Star Rating 3.5/5
Another superhero movie? Haven’t we seen it all before? In fairness, one probably has seen a great deal of what Thor has to offer; especially if one is interested in this genre. Nevertheless, despite being a predominantly male-orientated film, Thor is an enjoyable movie with some awesome special effects.
Thor is about (surprise, surprise) a young man called Thor (Chris Hemsworth – Star Trek, Red Dawn, The Avengers Assemble). He is a ferocious, unnaturally powerful warrior and heir to the throne of Asgard. Yet, Thor is arrogant and cruel. After disobeying his father, King Odin (Anthony Hopkins – Hannibal series, Mission Impossible II, Fracture), he is stripped of his powers and his hammer (the source of his powers); and banished from Asgard.
He wakes up to find himself in the desert of New Mexico, America, to be surrounded by a scientist called Jane (Natalie Portman – Black Swan, Star Wars I–III, Lawless), plus her assistants Darcy (Kat Dennings – The 40 Year Old Virgin, The House Bunny, Lives of the Saints) and Erik (Stellan Skarsgard – Pirates of the Caribbean II & III, Angels and Demons, The Avengers Assemble). Thor is determined to do whatever it takes to regain his god-like powers and return to Asgard. Meanwhile in Asgard, in Thor’s absence, a traitor increases his influence over the ailing Odin and his court. This will set Asgard to war, again, against the frost-people of Jotenheim.
Despite being about fictional realms, the plot for Thor is easy to follow. The director, Kenneth Branagh (Henry V, Frankenstein, Valkyrie), has structured the film well so that each scene flows nicely after the other and the pace of the film is just right. As a result, Thor is a very entertaining movie. Undoubtedly, the action scenes in the film are the highlight as they are superb and will leave viewers wanting more.

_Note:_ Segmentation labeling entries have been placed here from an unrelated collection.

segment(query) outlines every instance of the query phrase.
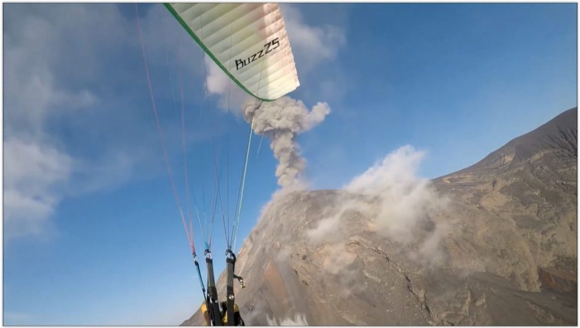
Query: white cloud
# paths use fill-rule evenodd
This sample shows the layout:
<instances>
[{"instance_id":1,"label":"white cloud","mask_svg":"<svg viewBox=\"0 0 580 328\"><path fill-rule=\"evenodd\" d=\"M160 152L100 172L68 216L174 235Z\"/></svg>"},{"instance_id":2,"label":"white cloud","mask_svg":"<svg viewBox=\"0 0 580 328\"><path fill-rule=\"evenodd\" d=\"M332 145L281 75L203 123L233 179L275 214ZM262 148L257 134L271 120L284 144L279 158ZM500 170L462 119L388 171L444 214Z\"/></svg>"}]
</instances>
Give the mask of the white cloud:
<instances>
[{"instance_id":1,"label":"white cloud","mask_svg":"<svg viewBox=\"0 0 580 328\"><path fill-rule=\"evenodd\" d=\"M307 231L315 245L345 242L352 229L346 228L349 213L359 213L369 223L361 229L374 231L403 246L418 262L434 264L443 259L439 242L447 227L431 222L428 214L441 210L447 199L430 187L430 181L416 176L425 153L402 147L353 178L343 189L349 193L329 209L316 227ZM358 221L357 221L358 222Z\"/></svg>"},{"instance_id":2,"label":"white cloud","mask_svg":"<svg viewBox=\"0 0 580 328\"><path fill-rule=\"evenodd\" d=\"M119 58L139 54L128 49L140 46L135 16L124 17L116 4L8 4L4 17L3 205L5 231L12 238L41 234L64 197L118 185L130 177L137 159L127 152L137 151L135 145L103 142L100 148L89 150L90 156L74 155L69 143L81 141L57 133L63 126L90 130L103 139L103 133L122 133L107 129L117 123L110 117L74 124L88 113L118 110L118 99L103 97L99 91L109 88L122 93L122 87L134 87L126 79L115 85L107 74ZM174 54L179 49L180 36L171 29L180 27L162 6L152 8L142 19L150 65L166 65L167 49ZM60 124L56 129L55 122Z\"/></svg>"}]
</instances>

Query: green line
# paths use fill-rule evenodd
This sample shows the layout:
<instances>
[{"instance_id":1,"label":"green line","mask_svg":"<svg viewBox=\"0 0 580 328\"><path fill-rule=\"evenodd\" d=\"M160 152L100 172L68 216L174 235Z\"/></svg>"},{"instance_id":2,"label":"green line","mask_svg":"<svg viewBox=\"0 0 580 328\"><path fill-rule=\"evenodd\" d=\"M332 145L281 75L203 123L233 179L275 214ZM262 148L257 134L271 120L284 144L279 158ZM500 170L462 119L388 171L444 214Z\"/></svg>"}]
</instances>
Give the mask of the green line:
<instances>
[{"instance_id":1,"label":"green line","mask_svg":"<svg viewBox=\"0 0 580 328\"><path fill-rule=\"evenodd\" d=\"M171 12L171 14L173 15L173 17L175 17L175 19L176 19L177 21L179 22L179 24L180 24L183 27L183 28L185 28L185 30L187 31L187 32L189 33L189 35L191 35L192 38L193 38L193 39L195 40L196 42L197 42L197 44L199 45L200 47L201 47L201 49L204 49L204 51L205 52L205 53L207 53L208 55L209 56L209 57L211 58L212 60L213 60L213 61L217 65L217 66L219 66L219 68L221 68L222 70L223 71L223 72L226 73L226 74L227 76L230 76L230 78L233 80L234 82L235 82L235 84L238 85L238 86L240 88L242 88L242 89L243 89L244 91L247 92L248 94L249 94L250 96L255 98L256 98L258 99L259 99L260 100L262 100L263 101L274 101L274 100L276 100L276 99L266 99L264 98L260 98L258 96L252 93L251 91L248 90L248 88L244 86L244 85L242 85L241 82L238 81L238 79L236 79L235 77L234 76L234 75L231 75L231 73L230 73L230 71L228 71L227 68L224 67L223 65L222 65L222 63L220 63L219 60L218 60L216 58L215 56L213 56L213 54L212 53L212 52L209 51L209 49L205 46L205 45L204 44L204 42L202 42L202 41L200 39L200 38L197 37L197 35L195 35L195 34L193 32L193 31L192 31L191 29L190 28L189 26L187 25L187 23L186 23L183 20L183 19L182 19L181 16L179 16L179 14L177 13L176 11L175 11L175 9L173 8L173 6L171 6L171 4L168 3L166 2L164 3L163 4L164 6L165 6L165 8L167 8L168 10L169 10L169 12Z\"/></svg>"}]
</instances>

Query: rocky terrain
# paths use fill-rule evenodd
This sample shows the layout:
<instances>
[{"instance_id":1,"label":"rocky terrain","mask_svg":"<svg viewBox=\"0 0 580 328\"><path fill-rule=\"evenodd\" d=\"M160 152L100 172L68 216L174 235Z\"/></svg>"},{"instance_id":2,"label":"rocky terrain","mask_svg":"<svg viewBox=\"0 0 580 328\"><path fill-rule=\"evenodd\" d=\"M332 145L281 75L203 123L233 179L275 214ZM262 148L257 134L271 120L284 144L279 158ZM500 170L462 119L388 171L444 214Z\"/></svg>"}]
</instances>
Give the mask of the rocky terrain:
<instances>
[{"instance_id":1,"label":"rocky terrain","mask_svg":"<svg viewBox=\"0 0 580 328\"><path fill-rule=\"evenodd\" d=\"M278 195L239 252L246 324L577 325L577 130L574 108L431 181Z\"/></svg>"}]
</instances>

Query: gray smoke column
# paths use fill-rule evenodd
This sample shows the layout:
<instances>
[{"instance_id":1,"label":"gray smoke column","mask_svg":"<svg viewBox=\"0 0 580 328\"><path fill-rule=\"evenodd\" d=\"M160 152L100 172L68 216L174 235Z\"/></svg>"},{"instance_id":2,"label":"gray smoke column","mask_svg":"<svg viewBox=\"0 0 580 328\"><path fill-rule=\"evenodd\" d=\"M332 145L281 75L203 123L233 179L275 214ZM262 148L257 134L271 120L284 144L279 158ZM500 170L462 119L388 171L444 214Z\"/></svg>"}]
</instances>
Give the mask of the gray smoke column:
<instances>
[{"instance_id":1,"label":"gray smoke column","mask_svg":"<svg viewBox=\"0 0 580 328\"><path fill-rule=\"evenodd\" d=\"M244 118L253 120L253 131L270 140L270 148L278 159L276 176L282 189L304 187L299 174L306 161L300 155L296 137L320 124L330 113L326 103L318 103L309 110L300 100L282 97L275 101L252 99L244 105Z\"/></svg>"}]
</instances>

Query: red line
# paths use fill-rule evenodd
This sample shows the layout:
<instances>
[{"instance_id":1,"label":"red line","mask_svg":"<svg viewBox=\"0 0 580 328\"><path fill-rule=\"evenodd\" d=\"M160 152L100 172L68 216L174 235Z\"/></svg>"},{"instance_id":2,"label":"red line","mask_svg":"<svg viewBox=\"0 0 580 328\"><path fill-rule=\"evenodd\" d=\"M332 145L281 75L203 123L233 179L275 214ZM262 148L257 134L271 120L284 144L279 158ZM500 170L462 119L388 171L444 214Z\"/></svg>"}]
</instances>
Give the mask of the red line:
<instances>
[{"instance_id":1,"label":"red line","mask_svg":"<svg viewBox=\"0 0 580 328\"><path fill-rule=\"evenodd\" d=\"M183 217L183 212L182 210L181 204L179 202L179 198L177 196L177 189L175 188L175 183L173 181L173 176L171 173L171 167L169 166L169 160L167 156L167 151L165 149L165 144L164 142L163 130L159 122L159 116L157 115L157 107L155 104L155 97L153 95L153 88L151 86L151 77L149 75L149 66L147 63L147 56L145 54L145 45L143 42L143 31L141 30L141 22L139 20L139 9L135 3L135 10L137 12L137 27L139 32L139 40L141 41L141 50L143 56L143 62L145 63L145 71L147 73L147 85L149 87L149 93L151 94L151 101L153 105L153 112L155 114L155 120L157 124L157 131L159 132L159 140L161 144L161 149L163 151L163 156L165 160L165 166L167 167L167 172L169 175L169 180L171 181L171 187L173 190L173 196L175 197L175 202L177 205L179 210L179 214L182 217L182 221L183 223L183 228L185 229L185 233L187 236L187 240L189 242L191 252L195 253L195 247L191 238L190 237L189 232L187 231L187 226L185 223L185 218Z\"/></svg>"}]
</instances>

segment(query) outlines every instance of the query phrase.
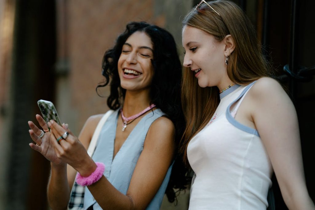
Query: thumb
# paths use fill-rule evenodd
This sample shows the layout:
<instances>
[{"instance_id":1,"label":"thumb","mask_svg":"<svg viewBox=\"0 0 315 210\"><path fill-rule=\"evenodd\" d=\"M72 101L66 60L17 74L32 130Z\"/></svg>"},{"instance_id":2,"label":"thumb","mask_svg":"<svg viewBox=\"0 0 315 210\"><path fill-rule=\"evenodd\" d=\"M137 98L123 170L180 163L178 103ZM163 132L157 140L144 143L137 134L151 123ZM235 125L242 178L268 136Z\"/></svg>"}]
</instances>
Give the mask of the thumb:
<instances>
[{"instance_id":1,"label":"thumb","mask_svg":"<svg viewBox=\"0 0 315 210\"><path fill-rule=\"evenodd\" d=\"M71 132L71 131L70 130L69 128L69 125L67 124L65 124L64 123L62 123L62 128L65 129L72 136L74 136L73 134Z\"/></svg>"}]
</instances>

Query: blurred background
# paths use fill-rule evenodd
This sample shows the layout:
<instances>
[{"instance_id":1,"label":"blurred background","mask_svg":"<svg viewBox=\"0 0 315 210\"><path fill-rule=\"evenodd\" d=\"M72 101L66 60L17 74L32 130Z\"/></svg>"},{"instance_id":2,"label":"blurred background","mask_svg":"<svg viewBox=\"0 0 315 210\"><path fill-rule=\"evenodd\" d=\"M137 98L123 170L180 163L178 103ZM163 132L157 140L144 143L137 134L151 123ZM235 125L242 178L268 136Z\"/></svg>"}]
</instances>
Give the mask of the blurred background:
<instances>
[{"instance_id":1,"label":"blurred background","mask_svg":"<svg viewBox=\"0 0 315 210\"><path fill-rule=\"evenodd\" d=\"M90 115L108 109L95 88L105 51L132 21L173 35L183 57L181 20L199 0L0 0L0 209L48 209L50 164L28 145L27 121L39 99L54 103L78 134ZM255 26L276 75L298 113L309 192L315 198L315 1L235 0ZM101 94L109 95L108 89ZM276 207L285 209L276 180ZM178 205L187 209L189 190Z\"/></svg>"}]
</instances>

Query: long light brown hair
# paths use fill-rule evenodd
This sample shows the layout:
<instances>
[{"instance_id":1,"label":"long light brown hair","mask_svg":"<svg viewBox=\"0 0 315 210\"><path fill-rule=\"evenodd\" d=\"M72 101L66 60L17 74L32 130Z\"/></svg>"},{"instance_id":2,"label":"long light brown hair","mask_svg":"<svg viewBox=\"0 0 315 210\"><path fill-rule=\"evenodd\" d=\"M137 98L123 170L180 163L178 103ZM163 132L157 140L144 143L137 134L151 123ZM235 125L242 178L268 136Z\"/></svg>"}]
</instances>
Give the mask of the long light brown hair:
<instances>
[{"instance_id":1,"label":"long light brown hair","mask_svg":"<svg viewBox=\"0 0 315 210\"><path fill-rule=\"evenodd\" d=\"M253 26L242 9L234 3L218 0L194 7L183 21L188 25L214 36L218 41L230 34L235 47L229 58L227 75L233 82L246 85L270 75L270 65L262 54ZM222 62L224 62L222 58ZM216 87L201 88L192 72L184 68L182 100L186 127L180 151L187 164L187 150L189 141L209 122L220 102Z\"/></svg>"}]
</instances>

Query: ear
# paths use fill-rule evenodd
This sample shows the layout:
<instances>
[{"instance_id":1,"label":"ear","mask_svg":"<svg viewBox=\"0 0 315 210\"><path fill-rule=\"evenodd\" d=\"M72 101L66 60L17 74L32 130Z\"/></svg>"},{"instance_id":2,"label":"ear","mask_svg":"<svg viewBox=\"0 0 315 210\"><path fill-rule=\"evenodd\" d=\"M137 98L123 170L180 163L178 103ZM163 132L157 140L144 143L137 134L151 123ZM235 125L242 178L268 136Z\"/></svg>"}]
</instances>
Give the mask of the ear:
<instances>
[{"instance_id":1,"label":"ear","mask_svg":"<svg viewBox=\"0 0 315 210\"><path fill-rule=\"evenodd\" d=\"M225 48L224 49L224 54L226 53L228 56L229 56L231 53L234 51L235 48L235 43L234 40L232 36L229 34L225 36L223 41L225 44Z\"/></svg>"}]
</instances>

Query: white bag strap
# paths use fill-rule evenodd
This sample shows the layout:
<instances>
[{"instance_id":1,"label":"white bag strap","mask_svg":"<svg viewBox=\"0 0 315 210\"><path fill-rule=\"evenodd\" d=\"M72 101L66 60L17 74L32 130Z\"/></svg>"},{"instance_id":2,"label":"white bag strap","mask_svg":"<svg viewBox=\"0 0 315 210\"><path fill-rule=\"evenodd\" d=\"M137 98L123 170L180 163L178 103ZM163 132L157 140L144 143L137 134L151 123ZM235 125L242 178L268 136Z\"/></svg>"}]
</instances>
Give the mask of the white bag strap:
<instances>
[{"instance_id":1,"label":"white bag strap","mask_svg":"<svg viewBox=\"0 0 315 210\"><path fill-rule=\"evenodd\" d=\"M99 122L96 126L96 128L95 129L94 133L93 134L93 136L92 137L92 139L90 142L90 144L89 145L89 148L88 148L88 154L90 157L92 156L93 153L95 150L95 147L96 145L96 143L97 143L97 139L98 139L99 136L100 135L100 130L102 129L104 123L106 122L107 118L112 114L112 113L114 111L113 110L110 110L104 114L104 115L102 117L100 120Z\"/></svg>"}]
</instances>

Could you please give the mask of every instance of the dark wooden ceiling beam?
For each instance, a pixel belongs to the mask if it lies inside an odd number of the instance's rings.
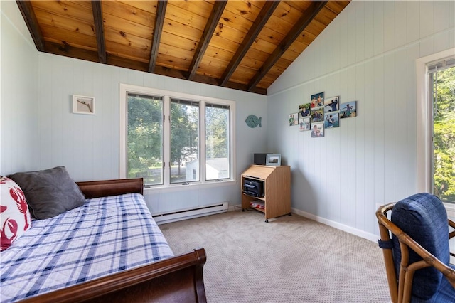
[[[264,28],[264,26],[265,26],[265,23],[269,21],[269,18],[275,11],[277,6],[278,6],[278,4],[279,4],[279,1],[270,1],[265,3],[260,13],[256,18],[256,20],[255,20],[255,23],[250,28],[250,31],[248,31],[242,43],[237,49],[232,59],[223,73],[220,85],[225,86],[230,76],[232,75],[237,67],[240,64],[242,60],[243,60],[243,57],[245,57],[256,38],[257,38],[257,36]]]
[[[205,53],[205,51],[207,51],[208,43],[213,36],[213,33],[215,32],[217,26],[218,25],[220,18],[221,18],[221,15],[223,14],[223,11],[224,11],[227,4],[227,1],[217,1],[215,2],[213,9],[212,9],[212,13],[210,14],[210,17],[208,17],[208,20],[205,24],[205,28],[204,28],[204,31],[202,33],[198,47],[196,48],[194,55],[193,56],[193,60],[190,64],[188,80],[193,80],[198,68],[199,68],[200,61]]]
[[[100,63],[106,63],[106,45],[105,43],[105,29],[102,18],[102,10],[100,0],[92,1],[93,21],[95,23],[95,35],[98,46],[98,60]]]
[[[157,65],[156,68],[155,68],[155,74],[161,75],[167,77],[172,77],[174,78],[182,79],[185,80],[188,80],[188,78],[186,77],[186,73],[182,70],[176,70],[173,68],[165,68],[163,66]],[[193,80],[191,81],[198,82],[199,83],[208,84],[210,85],[217,85],[218,86],[218,80],[212,77],[208,77],[204,75],[195,75]],[[247,90],[247,85],[246,84],[240,84],[235,82],[228,82],[226,83],[225,87],[232,88],[233,90],[246,91]],[[265,88],[259,88],[255,87],[253,88],[250,92],[254,92],[256,94],[260,95],[267,95],[267,90]]]
[[[16,3],[17,3],[17,6],[19,7],[19,11],[21,11],[21,14],[22,14],[26,24],[27,24],[28,31],[31,35],[31,38],[33,39],[33,42],[35,42],[36,48],[39,51],[45,51],[46,41],[41,33],[41,29],[36,19],[36,16],[35,15],[35,11],[33,11],[31,3],[29,1],[19,0],[16,1]]]
[[[155,15],[155,26],[154,29],[154,38],[151,41],[151,51],[150,52],[150,63],[149,63],[149,73],[153,73],[156,65],[156,58],[158,57],[158,48],[161,39],[161,32],[163,31],[163,24],[164,23],[164,16],[166,15],[166,8],[168,5],[167,0],[160,0],[158,1],[156,14]]]
[[[327,1],[312,1],[302,16],[294,24],[289,33],[284,37],[278,46],[274,49],[273,53],[264,63],[262,66],[257,70],[256,75],[252,78],[247,85],[247,90],[251,92],[252,90],[259,83],[264,76],[270,70],[270,68],[278,61],[284,52],[291,46],[291,44],[297,38],[300,33],[304,31],[305,28],[311,22],[314,17],[318,14],[319,11],[327,4]]]

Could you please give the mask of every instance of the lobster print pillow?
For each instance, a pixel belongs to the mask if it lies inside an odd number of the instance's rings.
[[[22,189],[9,178],[0,179],[0,251],[31,227],[30,211]]]

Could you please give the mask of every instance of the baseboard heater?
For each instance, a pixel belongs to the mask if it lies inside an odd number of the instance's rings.
[[[228,202],[222,202],[220,203],[208,205],[206,206],[182,209],[166,213],[154,214],[152,216],[157,224],[164,224],[169,223],[171,222],[179,221],[181,220],[186,220],[204,216],[214,215],[215,213],[225,213],[228,211],[228,207],[229,203]]]

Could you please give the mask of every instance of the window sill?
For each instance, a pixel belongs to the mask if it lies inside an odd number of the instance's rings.
[[[230,186],[237,184],[237,180],[225,180],[222,181],[214,181],[208,183],[189,183],[188,184],[172,184],[168,186],[151,186],[151,187],[144,187],[144,193],[153,193],[156,191],[160,193],[176,192],[183,191],[193,191],[197,189],[210,188],[213,187]]]

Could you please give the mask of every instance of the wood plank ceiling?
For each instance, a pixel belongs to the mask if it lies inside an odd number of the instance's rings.
[[[349,1],[17,1],[41,52],[267,95]]]

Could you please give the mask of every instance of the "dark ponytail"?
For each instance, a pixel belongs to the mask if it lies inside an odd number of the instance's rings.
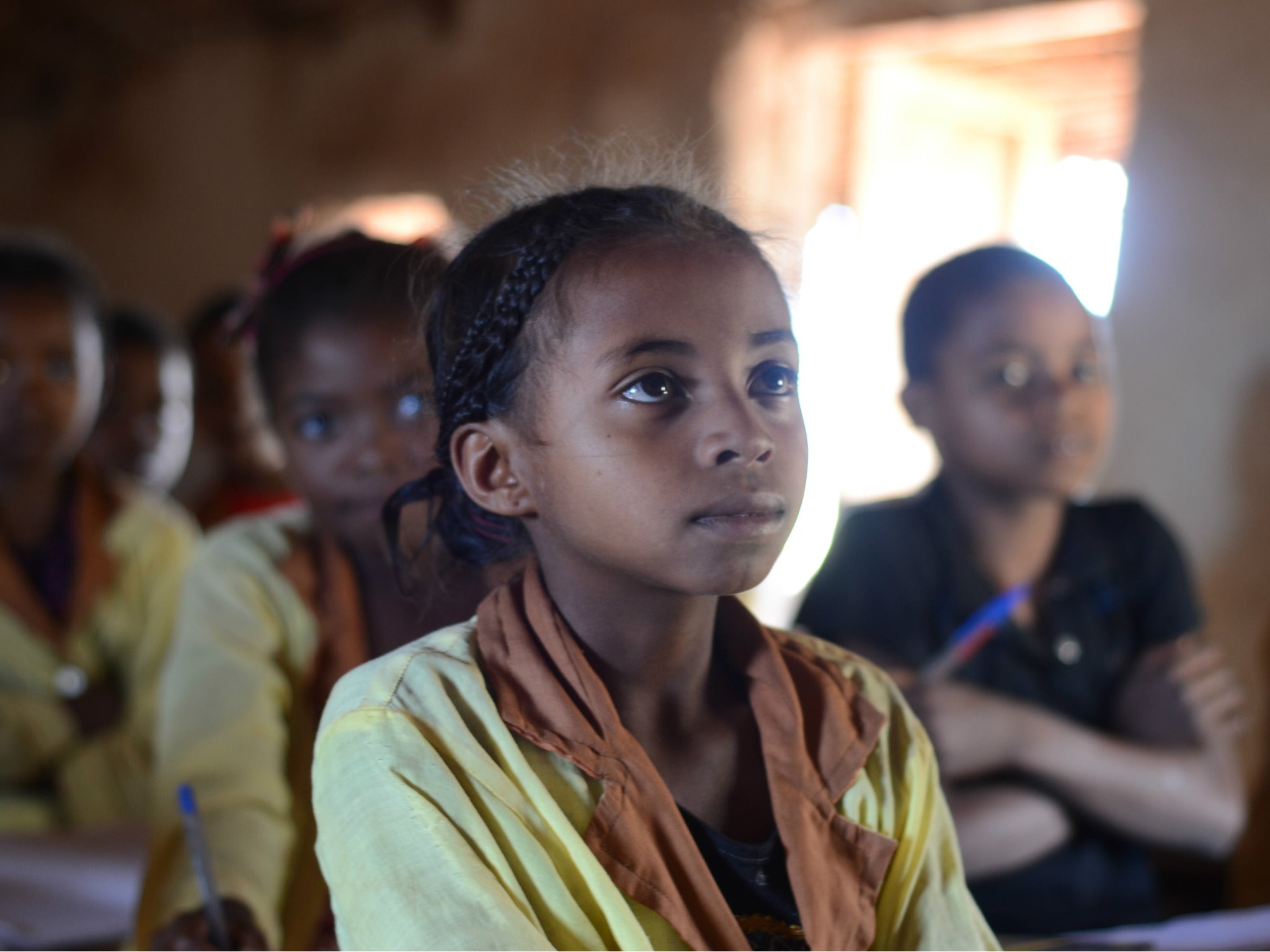
[[[469,499],[455,475],[450,442],[460,426],[502,416],[523,399],[521,382],[536,355],[536,327],[556,275],[580,254],[602,255],[641,242],[725,244],[762,253],[726,216],[672,188],[584,188],[523,206],[478,234],[446,269],[427,311],[433,404],[439,420],[439,468],[403,486],[384,518],[399,552],[400,510],[431,508],[429,532],[465,562],[488,565],[522,555],[519,519],[495,515]],[[540,314],[542,317],[540,317]]]

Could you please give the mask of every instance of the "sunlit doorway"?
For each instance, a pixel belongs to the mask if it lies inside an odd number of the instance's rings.
[[[719,89],[732,190],[748,223],[781,239],[803,349],[812,471],[754,597],[772,623],[791,618],[841,505],[935,472],[898,400],[899,311],[925,269],[1016,241],[1107,312],[1137,105],[1138,0],[855,28],[832,9],[756,18]]]

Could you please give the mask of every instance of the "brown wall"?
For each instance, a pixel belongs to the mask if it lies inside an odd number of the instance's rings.
[[[1270,673],[1270,4],[1153,0],[1120,283],[1123,416],[1109,485],[1181,533],[1209,631],[1252,691]]]
[[[187,5],[119,4],[121,29],[150,17],[145,56],[103,53],[113,85],[89,88],[104,83],[89,75],[52,114],[0,116],[0,223],[52,227],[114,296],[183,312],[240,279],[271,218],[300,202],[399,190],[452,201],[489,165],[574,131],[706,133],[735,5],[462,0],[442,27],[427,4],[352,4],[367,13],[272,33],[231,20],[189,37],[154,15]],[[110,9],[90,0],[80,15]],[[0,83],[0,105],[9,91]]]

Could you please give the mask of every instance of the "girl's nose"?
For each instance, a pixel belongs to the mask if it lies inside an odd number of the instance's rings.
[[[705,435],[697,444],[701,466],[766,463],[776,451],[765,421],[745,397],[721,402],[710,414]]]

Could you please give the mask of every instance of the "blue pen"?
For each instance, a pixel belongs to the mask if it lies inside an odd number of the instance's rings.
[[[1015,585],[991,599],[952,632],[947,646],[922,670],[922,682],[942,680],[974,658],[1030,597],[1031,585]]]
[[[216,948],[234,948],[230,943],[229,925],[225,923],[225,909],[221,906],[221,894],[216,889],[216,875],[212,872],[212,854],[207,849],[207,836],[203,834],[203,820],[198,815],[198,801],[194,790],[188,783],[177,788],[177,802],[180,805],[180,823],[185,828],[185,845],[189,848],[189,861],[194,864],[194,878],[203,896],[203,913],[212,933]]]

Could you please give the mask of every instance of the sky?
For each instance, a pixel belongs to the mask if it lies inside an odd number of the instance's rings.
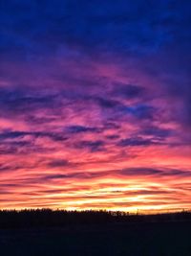
[[[0,209],[191,209],[191,2],[0,5]]]

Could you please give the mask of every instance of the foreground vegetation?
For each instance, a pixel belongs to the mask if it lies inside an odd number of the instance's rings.
[[[111,211],[66,211],[66,210],[1,210],[0,228],[27,228],[68,226],[90,223],[154,222],[191,221],[191,212],[165,213],[155,215],[129,214]]]
[[[0,211],[2,256],[191,256],[191,213]]]

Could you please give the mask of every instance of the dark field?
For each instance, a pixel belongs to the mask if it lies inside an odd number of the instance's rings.
[[[191,256],[191,221],[137,220],[0,229],[0,255]]]

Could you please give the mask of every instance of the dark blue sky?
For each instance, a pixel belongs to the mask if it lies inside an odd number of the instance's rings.
[[[0,5],[0,207],[190,207],[191,2]]]

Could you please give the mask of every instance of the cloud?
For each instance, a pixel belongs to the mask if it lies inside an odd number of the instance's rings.
[[[152,139],[143,139],[143,138],[127,138],[127,139],[121,139],[117,146],[120,147],[138,147],[138,146],[151,146],[151,145],[161,145],[160,142],[156,142]]]

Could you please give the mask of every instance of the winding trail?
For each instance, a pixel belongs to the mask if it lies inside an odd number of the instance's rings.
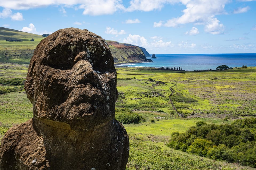
[[[173,101],[171,100],[171,96],[172,95],[173,95],[173,93],[174,93],[175,92],[175,91],[174,90],[173,90],[173,87],[175,86],[177,86],[177,84],[174,83],[170,83],[172,84],[174,84],[174,85],[173,86],[170,87],[170,88],[169,88],[170,90],[171,91],[171,93],[169,96],[169,99],[170,100],[170,102],[171,103],[171,105],[172,105],[175,111],[176,111],[176,112],[178,114],[178,115],[179,115],[179,112],[178,111],[178,110],[177,110],[176,108],[175,108],[175,107],[174,106],[174,105],[173,104]]]

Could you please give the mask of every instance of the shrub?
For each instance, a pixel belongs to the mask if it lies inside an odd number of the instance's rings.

The movie may lack the goriness of Watchmen (not to mention the political connotations of that film); yet, Thor makes up for it in special effects. Regardless of whether they are accompanying the action scenes or are merely backgrounds for the fictional sceneries of the different worlds, the special effects throughout are fantastic. In some ways, they are so good they almost rival those in Avatar. It is a shame that Asgard is explored less than Pandora because some of the sceneries in Thor have the same ‘wow’ factor; particularly during the credits at the end. The 3D assists and makes the effects a little more spell-binding; however, on the whole, Thor is another example of a 2D film that has been converted, post-production, into 3D.
Unlike the action scenes and the special effects, the acting in Thor is quite average. Chris Hemsworth performs adequately as the main character. But, as Thor, he is not given the depth of personality to make himself stand out in the same way as Christian Bale does as Batman. This results in him coming across as quite immature and superficial.
It is a shame that less attention is given to Thor’s younger brother, Loki (Tom Hiddleston – Conspiracy, Midnight In Paris, The Avengers Assemble), as it could have made for interesting viewing. But, alas, we are deprived of this. Instead, we have the standard ‘lesser’ brother who wants to emulate his older, more decorated sibling. The other characters, for better or worse, are not given much time on screen. Again, they all have little by way of depth and do not add much to the film. (Yes, even the gorgeous Natalie Portman.)
Ultimately, Thor may initially have the feel of ‘yet-another-superhero-movie.’ It may not have the violence of Watchmen or the deep characters of Christopher Nolan’s Batman trilogy, or the political nuances of those films. Nevertheless, Thor is a fun film with plenty of action and some awe-inspiring sci-fi-style special effects.